The role of water vapor and its associated latent heating in extreme Beaufort coastal storm surge events

During the rather limited ice-free season that typically may occur from late July through early October, the Beaufort Sea region is susceptible to extreme windstorms, many of which produce damaging storm surges to low-lying coastal communities. During the most recent years, the ice-free season has lengthened, suggesting an increased vulnerability of coastal communities to cyclogenesis-related windstorms. Therefore, our research focuses on the dynamic and thermodynamic mechanisms responsible for significant surface wind events during the ice-free season in this region.

Our analysis methodology includes the detailed synoptic-dynamic analysis, including numerical experiments, on a case of an especially long-lived extreme storm surge that occurred in September 1999. We utilize conventional surface and upper-air station data, along with satellite and ground-based water vapor data. We also utilize global and regional reanalysis data to document the synoptic-scale and mesoscale environments associated with the cyclogenesis events. Our numerical experiments with the Weather Research and Forecasting (WRF) model include sensitivity testing with COSMIC-derived water vapor data, and sensitivity tests to illustrate the relative roles that latent heating plays in the storm surge event, at various stages in its lifecycle.

A particularly important finding of our research on the devastating September 1999 storm surge event is that a relatively rare case of explosive cyclogenesis in the Gulf of Alaska is a key player in this Beaufort storm surge. The deep-tropospheric latent heating during the explosive cyclogenesis generates a dynamic tropopause ridge. This ridge in turn induces surface ridging that contributes to the strong west-northwesterlies associated with the storm surge.

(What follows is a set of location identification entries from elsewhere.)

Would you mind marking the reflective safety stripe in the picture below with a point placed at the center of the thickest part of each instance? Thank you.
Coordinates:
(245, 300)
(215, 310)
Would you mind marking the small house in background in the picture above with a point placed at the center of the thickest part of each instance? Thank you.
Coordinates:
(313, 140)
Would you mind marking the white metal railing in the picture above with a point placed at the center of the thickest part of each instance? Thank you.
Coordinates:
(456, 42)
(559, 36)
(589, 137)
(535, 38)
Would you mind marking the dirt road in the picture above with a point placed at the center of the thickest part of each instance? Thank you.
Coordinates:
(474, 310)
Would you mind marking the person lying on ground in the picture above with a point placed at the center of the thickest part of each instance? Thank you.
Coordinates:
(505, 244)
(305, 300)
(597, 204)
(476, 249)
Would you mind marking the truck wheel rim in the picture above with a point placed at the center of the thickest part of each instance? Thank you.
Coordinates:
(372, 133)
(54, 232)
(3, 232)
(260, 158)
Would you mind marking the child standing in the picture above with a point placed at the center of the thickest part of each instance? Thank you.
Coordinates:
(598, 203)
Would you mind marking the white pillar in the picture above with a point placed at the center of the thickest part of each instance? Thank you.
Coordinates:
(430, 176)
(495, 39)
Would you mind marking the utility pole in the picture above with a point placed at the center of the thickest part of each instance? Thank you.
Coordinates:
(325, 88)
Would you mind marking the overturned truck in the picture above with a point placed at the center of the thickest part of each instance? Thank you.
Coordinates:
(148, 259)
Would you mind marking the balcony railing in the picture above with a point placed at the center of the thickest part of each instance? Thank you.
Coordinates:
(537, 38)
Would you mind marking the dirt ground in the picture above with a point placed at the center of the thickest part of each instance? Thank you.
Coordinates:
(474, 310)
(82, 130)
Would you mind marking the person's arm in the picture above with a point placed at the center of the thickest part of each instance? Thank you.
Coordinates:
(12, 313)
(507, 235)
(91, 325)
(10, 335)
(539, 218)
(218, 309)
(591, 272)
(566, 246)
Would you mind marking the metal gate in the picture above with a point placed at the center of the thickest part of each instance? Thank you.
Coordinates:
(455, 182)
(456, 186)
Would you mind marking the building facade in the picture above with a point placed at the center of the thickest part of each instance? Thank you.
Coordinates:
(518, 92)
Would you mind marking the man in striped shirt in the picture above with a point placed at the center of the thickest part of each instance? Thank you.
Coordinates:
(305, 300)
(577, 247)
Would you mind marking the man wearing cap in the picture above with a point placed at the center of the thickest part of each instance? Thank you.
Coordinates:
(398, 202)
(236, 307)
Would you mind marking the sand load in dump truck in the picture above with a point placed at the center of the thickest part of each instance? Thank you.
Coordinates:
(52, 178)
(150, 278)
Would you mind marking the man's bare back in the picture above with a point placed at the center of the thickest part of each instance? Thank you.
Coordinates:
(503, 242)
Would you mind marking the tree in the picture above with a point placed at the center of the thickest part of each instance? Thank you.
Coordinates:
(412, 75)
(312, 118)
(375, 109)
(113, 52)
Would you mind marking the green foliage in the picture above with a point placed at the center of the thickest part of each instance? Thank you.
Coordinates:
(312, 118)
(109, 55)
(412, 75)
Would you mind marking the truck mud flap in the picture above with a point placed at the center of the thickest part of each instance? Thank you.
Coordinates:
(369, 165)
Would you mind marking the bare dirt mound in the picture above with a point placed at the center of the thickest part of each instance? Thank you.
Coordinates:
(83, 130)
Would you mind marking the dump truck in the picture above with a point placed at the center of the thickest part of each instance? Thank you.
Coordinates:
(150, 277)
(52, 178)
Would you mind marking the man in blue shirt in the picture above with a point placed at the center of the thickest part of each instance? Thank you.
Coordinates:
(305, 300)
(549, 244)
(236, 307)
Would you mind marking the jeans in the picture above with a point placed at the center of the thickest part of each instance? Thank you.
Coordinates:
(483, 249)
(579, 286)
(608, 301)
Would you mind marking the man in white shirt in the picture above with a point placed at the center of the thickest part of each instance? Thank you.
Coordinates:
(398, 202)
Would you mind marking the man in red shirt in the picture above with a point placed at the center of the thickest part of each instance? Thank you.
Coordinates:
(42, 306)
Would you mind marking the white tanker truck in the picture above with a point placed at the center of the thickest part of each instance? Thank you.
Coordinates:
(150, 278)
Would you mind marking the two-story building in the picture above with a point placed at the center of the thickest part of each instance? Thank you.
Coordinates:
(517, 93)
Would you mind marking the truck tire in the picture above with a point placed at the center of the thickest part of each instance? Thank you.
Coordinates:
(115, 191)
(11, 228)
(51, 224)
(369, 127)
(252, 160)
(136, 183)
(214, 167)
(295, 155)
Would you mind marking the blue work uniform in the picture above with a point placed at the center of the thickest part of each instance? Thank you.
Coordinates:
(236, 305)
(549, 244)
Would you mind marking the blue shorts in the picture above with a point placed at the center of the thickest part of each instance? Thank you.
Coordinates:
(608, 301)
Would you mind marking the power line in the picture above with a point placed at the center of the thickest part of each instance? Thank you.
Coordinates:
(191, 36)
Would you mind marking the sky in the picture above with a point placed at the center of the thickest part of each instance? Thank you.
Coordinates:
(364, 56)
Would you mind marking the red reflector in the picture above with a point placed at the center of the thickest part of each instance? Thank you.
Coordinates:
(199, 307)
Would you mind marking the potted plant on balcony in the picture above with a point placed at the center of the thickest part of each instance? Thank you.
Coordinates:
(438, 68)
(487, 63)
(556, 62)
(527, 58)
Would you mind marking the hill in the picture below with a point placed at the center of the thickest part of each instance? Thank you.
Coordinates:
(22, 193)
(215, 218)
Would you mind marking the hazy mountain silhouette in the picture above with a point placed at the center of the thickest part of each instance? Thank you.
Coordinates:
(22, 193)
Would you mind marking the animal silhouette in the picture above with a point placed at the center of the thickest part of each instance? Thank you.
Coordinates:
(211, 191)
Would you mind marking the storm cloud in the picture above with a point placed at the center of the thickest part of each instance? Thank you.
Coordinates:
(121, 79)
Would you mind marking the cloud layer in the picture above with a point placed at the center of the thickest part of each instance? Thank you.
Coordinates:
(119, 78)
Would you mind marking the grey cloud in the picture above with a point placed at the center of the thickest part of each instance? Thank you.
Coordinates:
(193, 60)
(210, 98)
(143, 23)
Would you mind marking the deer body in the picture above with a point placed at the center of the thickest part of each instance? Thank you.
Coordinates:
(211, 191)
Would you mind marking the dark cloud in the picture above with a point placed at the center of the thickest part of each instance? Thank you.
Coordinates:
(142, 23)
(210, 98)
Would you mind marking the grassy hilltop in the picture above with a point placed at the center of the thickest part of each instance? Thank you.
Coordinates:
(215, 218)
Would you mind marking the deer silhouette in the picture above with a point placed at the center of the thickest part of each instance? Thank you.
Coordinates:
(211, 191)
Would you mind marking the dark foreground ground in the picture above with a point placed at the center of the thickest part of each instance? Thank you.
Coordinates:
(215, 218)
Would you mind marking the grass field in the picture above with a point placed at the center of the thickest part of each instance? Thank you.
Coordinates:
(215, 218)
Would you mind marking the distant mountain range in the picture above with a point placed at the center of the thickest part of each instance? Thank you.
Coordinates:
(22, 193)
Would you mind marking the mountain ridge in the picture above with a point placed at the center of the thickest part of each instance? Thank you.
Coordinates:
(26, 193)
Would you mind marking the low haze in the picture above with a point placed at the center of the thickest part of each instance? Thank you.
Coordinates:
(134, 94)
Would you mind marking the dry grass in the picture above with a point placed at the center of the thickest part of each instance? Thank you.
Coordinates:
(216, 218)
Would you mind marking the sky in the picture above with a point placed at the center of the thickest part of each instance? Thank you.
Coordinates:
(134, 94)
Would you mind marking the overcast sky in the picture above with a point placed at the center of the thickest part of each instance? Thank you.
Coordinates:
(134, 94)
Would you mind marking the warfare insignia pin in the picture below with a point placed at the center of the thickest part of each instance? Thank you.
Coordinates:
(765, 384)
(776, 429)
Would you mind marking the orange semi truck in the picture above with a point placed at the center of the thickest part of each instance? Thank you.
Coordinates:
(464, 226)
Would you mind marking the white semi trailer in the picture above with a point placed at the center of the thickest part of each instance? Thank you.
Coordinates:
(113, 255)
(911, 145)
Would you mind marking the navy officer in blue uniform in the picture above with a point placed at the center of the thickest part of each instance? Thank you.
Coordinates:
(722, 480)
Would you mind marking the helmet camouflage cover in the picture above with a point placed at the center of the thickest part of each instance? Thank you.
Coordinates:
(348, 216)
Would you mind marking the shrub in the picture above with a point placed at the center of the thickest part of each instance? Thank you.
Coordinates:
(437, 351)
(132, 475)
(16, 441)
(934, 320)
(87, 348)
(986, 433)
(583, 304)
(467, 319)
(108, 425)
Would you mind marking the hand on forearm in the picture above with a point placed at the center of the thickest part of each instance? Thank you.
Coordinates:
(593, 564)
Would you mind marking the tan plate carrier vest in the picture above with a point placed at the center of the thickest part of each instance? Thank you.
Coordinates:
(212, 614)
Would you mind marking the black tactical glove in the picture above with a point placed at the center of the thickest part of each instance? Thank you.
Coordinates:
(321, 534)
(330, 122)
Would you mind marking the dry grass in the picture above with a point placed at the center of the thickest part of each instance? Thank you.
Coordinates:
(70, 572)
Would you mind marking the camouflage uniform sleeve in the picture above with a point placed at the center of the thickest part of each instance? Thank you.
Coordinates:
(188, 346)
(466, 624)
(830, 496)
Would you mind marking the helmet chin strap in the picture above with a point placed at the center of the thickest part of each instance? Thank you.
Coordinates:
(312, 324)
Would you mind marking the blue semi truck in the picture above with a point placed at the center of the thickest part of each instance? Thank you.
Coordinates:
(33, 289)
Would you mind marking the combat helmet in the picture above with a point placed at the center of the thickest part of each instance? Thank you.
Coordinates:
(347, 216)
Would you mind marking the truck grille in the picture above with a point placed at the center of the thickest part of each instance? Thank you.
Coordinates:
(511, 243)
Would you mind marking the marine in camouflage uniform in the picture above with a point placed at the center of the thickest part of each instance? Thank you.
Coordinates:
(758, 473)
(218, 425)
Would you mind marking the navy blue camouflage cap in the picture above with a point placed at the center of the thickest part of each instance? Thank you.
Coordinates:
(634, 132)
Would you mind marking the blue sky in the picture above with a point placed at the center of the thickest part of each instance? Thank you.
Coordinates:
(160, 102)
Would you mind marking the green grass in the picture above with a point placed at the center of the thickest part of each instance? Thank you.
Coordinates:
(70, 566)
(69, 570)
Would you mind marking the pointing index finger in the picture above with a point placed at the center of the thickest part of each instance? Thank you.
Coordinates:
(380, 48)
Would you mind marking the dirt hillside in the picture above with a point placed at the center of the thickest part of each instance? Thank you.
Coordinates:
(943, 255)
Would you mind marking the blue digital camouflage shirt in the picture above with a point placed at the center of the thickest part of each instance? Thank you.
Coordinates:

We find that a significant synoptic-scale signature to several Beaufort coastal cyclone events includes surface anticylonic ridging northward of the Alaskan Brooks Mountain Range. The associated cold surge is associated with surface coastal frontogenesis, and subsequent cyclogenesis. This synoptic-scale signature is often conditioned by the presence of anomalously-warm and moist air to the southeast of the cold surge. The associated strong frontogenesis, along with latent heating, provides a significant mesoscale trigger to the frontal cyclone. We also examine other cyclogenetic mechanisms, including predictability issues, for this presentation.